נפש החיים שער ד פרק יב:

וכל שכן חידושין אמיתים דאורייתא המתחדשין ע"י האדם. אין ערוך לגודל נוראות נפלאות ענינם ופעולתם למעלה. שכל מלה ומלה פרטית המתחדשת מפי האדם. קב"ה נשיק לה ומעטר לה. ונבנה ממנה עולם חדש בפ"ע. והן הן השמים החדשים והארץ החדשה שאמר הכתוב. כמ"ש בהקדמת הזוהר ח"א ד, ב

(my translation) How much more so every chiddush in Torah made by man, there is no measure of the greatness of its awesomeness ... every word of chiddush from the mouth of man, Hashem kisses it and crowns it, and builds from it a new world of its own, and these are the heavens and earth which the verse refers to, as is described in the Zohar

And see further there for more.


From Mishnat Rebi Aharon 1:203

The Mesilat Yesharim writes in his introductions for things known and evident are hidden from people due to their being so evident.
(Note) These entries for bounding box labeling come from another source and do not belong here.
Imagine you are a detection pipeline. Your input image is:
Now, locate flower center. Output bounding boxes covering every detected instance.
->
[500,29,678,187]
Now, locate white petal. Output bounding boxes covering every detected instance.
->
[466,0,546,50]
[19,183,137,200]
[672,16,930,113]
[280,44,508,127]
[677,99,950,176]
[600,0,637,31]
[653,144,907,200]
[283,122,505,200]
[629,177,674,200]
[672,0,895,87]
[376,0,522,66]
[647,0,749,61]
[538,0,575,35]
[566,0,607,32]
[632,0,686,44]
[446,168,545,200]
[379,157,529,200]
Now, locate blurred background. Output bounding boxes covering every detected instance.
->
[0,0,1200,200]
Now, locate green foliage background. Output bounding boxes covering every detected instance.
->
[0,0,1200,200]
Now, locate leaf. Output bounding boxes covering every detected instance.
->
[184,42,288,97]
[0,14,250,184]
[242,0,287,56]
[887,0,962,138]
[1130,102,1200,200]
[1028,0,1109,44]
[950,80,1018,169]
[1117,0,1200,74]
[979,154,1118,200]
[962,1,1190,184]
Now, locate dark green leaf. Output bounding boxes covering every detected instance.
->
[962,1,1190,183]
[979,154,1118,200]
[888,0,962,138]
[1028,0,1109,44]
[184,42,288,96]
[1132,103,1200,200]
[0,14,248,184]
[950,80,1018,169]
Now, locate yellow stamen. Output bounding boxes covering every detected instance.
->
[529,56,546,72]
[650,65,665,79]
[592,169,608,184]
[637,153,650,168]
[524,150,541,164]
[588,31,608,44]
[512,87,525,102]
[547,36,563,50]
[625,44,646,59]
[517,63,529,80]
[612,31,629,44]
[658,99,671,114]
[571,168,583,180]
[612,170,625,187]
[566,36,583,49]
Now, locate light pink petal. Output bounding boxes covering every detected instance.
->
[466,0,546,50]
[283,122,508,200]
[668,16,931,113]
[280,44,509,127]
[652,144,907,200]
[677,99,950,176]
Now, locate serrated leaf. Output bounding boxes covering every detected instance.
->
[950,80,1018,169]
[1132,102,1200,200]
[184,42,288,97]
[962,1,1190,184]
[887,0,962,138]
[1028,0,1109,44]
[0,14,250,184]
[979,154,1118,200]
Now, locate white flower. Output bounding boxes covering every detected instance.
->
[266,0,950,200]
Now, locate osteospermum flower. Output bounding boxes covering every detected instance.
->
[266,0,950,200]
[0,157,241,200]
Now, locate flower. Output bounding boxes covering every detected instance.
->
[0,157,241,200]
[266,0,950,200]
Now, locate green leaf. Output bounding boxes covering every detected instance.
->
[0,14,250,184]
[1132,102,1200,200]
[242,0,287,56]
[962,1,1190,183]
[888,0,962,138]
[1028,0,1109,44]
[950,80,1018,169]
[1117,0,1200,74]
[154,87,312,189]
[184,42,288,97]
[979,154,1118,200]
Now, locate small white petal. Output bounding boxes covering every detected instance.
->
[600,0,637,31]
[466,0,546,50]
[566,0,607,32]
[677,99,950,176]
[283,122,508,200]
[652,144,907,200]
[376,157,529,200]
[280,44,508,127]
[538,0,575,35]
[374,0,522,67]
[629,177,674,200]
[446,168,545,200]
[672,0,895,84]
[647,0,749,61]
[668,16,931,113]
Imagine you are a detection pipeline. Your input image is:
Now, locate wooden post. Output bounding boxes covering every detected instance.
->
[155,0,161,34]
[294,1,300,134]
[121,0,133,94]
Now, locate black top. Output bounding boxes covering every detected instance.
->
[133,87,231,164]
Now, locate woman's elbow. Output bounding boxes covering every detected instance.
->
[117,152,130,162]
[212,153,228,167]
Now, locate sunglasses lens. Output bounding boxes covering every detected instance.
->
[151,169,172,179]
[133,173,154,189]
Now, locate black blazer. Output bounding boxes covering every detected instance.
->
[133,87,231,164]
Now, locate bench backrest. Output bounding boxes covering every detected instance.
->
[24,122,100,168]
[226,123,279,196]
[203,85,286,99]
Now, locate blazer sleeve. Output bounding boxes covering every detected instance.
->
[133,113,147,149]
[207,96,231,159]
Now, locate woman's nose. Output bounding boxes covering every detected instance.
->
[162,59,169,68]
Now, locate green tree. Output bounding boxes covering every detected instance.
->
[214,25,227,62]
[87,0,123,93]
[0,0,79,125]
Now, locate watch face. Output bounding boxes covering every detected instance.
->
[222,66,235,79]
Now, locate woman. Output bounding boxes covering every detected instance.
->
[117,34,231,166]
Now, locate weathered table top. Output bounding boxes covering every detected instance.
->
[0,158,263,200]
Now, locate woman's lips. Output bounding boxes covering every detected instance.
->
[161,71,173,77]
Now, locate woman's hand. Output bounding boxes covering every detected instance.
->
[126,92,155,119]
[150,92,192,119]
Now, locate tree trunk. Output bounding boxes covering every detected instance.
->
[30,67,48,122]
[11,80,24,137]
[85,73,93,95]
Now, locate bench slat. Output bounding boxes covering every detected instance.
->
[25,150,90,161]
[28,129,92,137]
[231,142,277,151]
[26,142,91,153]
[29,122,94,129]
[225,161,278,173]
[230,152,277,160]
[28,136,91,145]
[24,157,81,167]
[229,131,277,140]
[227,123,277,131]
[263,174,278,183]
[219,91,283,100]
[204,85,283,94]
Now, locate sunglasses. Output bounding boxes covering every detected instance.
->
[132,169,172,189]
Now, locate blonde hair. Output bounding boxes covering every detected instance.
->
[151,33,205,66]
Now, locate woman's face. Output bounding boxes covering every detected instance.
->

Therefore it is necessary to expand the matters and contemplate them, namely, the remedy to increase recognition in them is "lechadesh" (to renew something) in the matter. For the chidush (new thing) causes the entire matter to be clearer so that the evident and familiar receive a new light and shine. The sages said (Sotah 3a): "every parsha that was repeated was repeated only for some chidush (new thing) in it. It was possible to say this new chidush in the first parsha. But the benefit of repeating it is when there is a chidush (new thing). The sages already exhorted us [Midrash Vaetchanan on the verse Devarim 6:6]: "And these words, which I command you this day"] - "that they be in your eyes every day like new".

For the old does not mashpia (influence) a man and he is not affected by it. Only by adding a new idea the matter becomes changed entirely. And likewise by expounding an old matter from a different angle they also become as new....

cited here. see there for more (bottom of page)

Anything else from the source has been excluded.